Ensuite, il faut soutenir la croissance. L’arbre va utiliser beaucoup d’énergie pour créer de nouvelles feuilles. Aidez-le avec :
- Une bonne fertilisation : Au début du printemps, apportez un engrais riche en azote au pied de l’arbre. L’azote favorise le développement du feuillage. Un compost bien mûr ou un engrais spécial olivier fera parfaitement l’affaire.
- Un arrosage régulier : Surtout la première année, surveillez l’arrosage pendant l’été. Même si l’olivier résiste à la sécheresse, un apport d’eau régulier (mais sans excès) l’aidera à bien s’installer et à développer ses nouvelles pousses.
Enfin, soyez patient et observateur. Vous devrez surveiller les rejets qui vont apparaître partout sur le tronc et les branches coupées. L’année suivante, il faudra faire une nouvelle taille, plus légère cette fois. Elle consistera à sélectionner les pousses les mieux placées pour former la nouvelle charpente de votre arbre et supprimer les autres.
FAQ – Questions fréquentes sur la taille sévère de l’olivier
Voici les réponses aux questions les plus courantes que l’on se pose après une taille radicale.
Combien de temps avant de voir des repousses ?
La vitesse de repousse dépend de la vigueur de l’arbre et de la période de taille. Si vous taillez à la fin de l’hiver, vous devriez voir les premiers bourgeons apparaître au printemps, quelques semaines à quelques mois après la coupe. La première année, la croissance sera surtout composée de plein de petites pousses.
Mon olivier refleurira-t-il l’année suivante ?
Non. Une taille sévère met la fructification en pause.
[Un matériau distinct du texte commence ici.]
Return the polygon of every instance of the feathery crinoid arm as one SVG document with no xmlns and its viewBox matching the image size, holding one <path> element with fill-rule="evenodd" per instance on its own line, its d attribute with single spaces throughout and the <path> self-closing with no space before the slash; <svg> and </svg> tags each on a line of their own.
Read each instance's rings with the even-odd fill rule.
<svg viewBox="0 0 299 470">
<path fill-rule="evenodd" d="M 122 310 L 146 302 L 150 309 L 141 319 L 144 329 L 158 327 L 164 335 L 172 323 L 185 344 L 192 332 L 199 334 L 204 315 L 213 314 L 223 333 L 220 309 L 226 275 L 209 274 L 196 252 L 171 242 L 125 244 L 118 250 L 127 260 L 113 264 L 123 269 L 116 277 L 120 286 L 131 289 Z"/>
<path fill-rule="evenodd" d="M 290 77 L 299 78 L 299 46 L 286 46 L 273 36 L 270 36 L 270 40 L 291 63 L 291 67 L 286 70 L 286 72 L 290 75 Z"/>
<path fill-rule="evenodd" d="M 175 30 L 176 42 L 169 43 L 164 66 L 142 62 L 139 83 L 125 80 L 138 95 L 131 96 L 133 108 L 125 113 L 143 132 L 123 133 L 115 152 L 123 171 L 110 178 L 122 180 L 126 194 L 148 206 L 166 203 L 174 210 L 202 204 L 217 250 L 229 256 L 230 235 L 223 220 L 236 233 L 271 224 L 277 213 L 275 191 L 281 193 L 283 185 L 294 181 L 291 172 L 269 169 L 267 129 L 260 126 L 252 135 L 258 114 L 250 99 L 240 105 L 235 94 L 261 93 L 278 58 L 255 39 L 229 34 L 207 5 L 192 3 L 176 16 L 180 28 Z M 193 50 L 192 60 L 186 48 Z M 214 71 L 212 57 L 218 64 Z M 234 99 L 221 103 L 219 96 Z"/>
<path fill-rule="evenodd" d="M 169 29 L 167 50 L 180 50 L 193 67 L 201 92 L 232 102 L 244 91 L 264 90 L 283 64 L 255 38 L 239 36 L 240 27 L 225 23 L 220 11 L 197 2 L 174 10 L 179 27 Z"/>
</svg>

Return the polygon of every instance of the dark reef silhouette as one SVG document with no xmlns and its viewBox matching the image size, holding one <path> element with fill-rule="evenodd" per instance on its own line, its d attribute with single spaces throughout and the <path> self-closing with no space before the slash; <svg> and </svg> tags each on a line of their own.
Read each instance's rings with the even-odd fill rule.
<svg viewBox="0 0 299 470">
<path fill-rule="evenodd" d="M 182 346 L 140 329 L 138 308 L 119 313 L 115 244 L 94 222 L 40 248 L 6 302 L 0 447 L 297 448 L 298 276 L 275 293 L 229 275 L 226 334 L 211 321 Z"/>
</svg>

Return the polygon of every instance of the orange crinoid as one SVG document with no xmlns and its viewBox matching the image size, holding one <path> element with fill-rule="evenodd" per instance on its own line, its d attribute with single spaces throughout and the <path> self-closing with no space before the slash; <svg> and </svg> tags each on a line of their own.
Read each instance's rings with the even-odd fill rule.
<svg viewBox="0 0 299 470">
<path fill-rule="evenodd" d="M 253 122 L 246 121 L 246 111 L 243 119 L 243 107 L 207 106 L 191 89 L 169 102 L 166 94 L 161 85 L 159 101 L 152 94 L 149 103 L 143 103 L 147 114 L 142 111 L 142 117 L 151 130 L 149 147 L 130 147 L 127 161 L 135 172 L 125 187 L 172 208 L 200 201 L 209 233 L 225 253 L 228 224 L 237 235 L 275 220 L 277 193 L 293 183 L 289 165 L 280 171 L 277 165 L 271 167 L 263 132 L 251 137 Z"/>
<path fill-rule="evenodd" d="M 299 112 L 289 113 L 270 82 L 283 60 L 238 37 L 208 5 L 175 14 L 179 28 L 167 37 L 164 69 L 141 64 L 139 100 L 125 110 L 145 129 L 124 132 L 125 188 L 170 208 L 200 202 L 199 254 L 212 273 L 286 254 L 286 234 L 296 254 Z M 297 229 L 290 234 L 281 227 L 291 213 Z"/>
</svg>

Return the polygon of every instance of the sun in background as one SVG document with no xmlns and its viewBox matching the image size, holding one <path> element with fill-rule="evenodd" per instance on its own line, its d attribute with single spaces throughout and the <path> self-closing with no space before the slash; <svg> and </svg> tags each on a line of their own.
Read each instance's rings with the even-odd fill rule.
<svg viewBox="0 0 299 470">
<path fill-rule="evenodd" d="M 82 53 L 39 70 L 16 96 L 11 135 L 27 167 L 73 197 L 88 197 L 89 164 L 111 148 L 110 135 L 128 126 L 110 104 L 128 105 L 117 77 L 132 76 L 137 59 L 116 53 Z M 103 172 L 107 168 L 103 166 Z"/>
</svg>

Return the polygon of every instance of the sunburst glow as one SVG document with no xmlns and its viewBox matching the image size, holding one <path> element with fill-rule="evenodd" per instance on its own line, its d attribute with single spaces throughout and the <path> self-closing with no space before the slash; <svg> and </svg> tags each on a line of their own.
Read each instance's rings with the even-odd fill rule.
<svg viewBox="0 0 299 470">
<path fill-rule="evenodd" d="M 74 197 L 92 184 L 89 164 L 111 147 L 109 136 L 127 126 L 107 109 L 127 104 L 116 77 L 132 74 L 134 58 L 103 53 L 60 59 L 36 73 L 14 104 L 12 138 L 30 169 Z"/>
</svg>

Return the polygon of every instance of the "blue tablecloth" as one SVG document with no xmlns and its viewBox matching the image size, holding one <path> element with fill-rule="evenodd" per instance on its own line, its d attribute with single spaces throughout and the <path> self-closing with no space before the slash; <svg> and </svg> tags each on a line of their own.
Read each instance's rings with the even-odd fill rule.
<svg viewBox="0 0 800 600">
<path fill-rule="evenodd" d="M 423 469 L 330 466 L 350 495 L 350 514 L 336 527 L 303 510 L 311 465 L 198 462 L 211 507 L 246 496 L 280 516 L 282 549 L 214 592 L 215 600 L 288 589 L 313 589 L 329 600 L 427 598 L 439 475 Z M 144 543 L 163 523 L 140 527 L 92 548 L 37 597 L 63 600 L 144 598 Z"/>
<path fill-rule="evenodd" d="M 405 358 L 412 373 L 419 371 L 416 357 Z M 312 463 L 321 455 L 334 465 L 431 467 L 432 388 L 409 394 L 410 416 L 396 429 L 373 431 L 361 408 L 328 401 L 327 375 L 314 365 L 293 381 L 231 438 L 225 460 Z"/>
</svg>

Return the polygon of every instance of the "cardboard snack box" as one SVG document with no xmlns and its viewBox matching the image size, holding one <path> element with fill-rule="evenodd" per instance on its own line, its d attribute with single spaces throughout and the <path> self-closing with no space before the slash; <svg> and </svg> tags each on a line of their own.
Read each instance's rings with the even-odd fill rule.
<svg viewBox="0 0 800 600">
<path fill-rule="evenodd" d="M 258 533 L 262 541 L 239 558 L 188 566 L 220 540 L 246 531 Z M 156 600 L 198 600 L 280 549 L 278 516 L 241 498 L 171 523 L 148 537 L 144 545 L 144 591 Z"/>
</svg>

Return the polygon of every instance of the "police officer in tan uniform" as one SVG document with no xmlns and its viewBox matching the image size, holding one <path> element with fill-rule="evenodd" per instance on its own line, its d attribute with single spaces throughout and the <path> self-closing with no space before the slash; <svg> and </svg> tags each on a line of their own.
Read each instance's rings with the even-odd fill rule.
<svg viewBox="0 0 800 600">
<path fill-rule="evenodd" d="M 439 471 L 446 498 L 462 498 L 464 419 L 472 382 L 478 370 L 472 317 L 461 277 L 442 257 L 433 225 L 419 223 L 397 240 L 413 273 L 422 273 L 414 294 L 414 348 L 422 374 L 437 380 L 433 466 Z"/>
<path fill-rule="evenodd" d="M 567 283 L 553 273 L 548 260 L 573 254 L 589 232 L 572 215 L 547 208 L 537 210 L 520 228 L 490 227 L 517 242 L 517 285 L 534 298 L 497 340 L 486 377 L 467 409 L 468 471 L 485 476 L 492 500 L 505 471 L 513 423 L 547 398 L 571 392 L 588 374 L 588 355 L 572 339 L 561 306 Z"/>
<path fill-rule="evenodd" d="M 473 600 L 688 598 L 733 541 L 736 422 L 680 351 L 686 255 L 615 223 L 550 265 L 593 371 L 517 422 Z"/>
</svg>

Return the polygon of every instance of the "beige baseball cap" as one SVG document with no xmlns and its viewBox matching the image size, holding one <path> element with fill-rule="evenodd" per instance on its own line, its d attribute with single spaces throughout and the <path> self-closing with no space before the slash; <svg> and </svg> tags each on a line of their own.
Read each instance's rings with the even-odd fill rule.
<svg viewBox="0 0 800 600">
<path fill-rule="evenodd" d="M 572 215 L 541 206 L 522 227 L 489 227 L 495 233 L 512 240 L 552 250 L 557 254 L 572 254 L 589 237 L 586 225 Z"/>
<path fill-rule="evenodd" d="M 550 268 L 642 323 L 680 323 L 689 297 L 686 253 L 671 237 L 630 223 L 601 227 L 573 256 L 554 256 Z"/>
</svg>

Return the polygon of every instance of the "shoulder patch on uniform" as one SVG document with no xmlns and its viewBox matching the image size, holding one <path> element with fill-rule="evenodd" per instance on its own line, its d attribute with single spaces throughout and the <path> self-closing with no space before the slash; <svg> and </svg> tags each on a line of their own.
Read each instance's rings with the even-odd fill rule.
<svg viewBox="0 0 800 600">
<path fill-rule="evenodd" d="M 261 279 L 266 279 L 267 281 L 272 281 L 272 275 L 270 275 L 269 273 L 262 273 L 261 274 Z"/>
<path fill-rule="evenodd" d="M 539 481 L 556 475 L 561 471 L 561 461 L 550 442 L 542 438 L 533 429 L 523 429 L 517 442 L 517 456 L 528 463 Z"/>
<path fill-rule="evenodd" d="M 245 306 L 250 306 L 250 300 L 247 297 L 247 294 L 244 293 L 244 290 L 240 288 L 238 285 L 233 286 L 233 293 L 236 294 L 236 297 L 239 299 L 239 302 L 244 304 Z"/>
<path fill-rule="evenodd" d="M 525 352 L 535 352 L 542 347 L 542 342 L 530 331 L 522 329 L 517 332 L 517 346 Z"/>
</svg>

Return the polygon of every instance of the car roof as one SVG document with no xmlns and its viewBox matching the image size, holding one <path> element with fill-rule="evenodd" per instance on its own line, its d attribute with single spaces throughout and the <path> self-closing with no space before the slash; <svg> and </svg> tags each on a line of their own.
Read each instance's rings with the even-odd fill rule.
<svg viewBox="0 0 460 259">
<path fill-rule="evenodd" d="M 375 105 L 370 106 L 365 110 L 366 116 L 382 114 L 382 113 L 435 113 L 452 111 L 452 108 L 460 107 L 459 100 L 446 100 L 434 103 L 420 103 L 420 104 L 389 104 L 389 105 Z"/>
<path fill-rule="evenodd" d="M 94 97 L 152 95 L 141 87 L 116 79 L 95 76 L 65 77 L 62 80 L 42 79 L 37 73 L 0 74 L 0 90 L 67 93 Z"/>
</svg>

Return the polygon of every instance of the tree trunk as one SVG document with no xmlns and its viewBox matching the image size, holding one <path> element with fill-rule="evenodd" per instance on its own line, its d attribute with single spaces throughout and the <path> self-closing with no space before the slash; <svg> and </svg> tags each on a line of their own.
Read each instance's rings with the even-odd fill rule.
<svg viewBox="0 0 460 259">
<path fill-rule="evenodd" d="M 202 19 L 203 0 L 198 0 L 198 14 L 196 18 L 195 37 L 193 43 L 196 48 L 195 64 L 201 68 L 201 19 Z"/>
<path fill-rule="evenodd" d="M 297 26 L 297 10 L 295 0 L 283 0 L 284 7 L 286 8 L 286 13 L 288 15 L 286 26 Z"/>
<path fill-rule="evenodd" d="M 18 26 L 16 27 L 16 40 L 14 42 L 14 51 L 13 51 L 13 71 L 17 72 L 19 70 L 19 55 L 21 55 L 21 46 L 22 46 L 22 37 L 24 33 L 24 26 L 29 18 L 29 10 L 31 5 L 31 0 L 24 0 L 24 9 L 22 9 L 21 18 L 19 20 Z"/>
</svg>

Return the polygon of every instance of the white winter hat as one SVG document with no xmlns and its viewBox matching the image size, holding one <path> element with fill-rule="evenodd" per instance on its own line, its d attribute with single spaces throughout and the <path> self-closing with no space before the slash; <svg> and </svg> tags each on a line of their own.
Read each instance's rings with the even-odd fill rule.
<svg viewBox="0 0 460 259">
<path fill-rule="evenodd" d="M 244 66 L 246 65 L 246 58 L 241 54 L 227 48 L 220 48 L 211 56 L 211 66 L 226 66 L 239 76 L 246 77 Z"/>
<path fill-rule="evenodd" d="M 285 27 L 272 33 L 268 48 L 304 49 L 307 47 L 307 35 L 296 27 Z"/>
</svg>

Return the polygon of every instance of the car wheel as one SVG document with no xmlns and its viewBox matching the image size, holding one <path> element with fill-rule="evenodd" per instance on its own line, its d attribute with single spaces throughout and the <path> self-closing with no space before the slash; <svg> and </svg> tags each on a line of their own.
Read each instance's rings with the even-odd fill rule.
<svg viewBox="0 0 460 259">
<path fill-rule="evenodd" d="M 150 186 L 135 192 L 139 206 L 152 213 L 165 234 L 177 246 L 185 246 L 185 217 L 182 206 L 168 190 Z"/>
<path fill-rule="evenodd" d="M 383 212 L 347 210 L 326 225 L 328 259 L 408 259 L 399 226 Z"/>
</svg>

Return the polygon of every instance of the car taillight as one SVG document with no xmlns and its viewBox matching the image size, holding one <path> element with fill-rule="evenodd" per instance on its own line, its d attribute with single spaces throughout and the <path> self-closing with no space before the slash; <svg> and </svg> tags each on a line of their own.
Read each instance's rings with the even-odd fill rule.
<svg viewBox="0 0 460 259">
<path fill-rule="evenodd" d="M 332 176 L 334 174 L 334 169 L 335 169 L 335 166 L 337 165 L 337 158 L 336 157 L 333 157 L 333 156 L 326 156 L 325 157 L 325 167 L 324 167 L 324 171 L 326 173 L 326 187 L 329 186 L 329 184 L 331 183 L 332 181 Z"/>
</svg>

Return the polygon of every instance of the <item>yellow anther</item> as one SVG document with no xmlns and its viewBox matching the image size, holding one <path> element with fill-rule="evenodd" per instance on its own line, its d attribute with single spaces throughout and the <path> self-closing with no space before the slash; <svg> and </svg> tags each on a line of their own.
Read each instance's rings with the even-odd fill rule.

L’arbre consacre toute son énergie à produire du bois et des feuilles pour survivre. Il faudra attendre 2 à 3 ans avant de voir réapparaître des fleurs, puis des olives. C’est le temps nécessaire pour que les nouvelles branches arrivent à maturité.
Peut-on tailler sévèrement un olivier en pot ?
Oui, la technique est la même, mais il faut être encore plus attentif aux soins post-taille. Un olivier en pot a des réserves plus limitées. Assurez-vous que le drainage du pot est parfait et soyez très rigoureux sur la fertilisation et l’arrosage pour l’aider à repartir. Un rempotage dans un substrat neuf peut aussi lui donner un bon coup de fouet.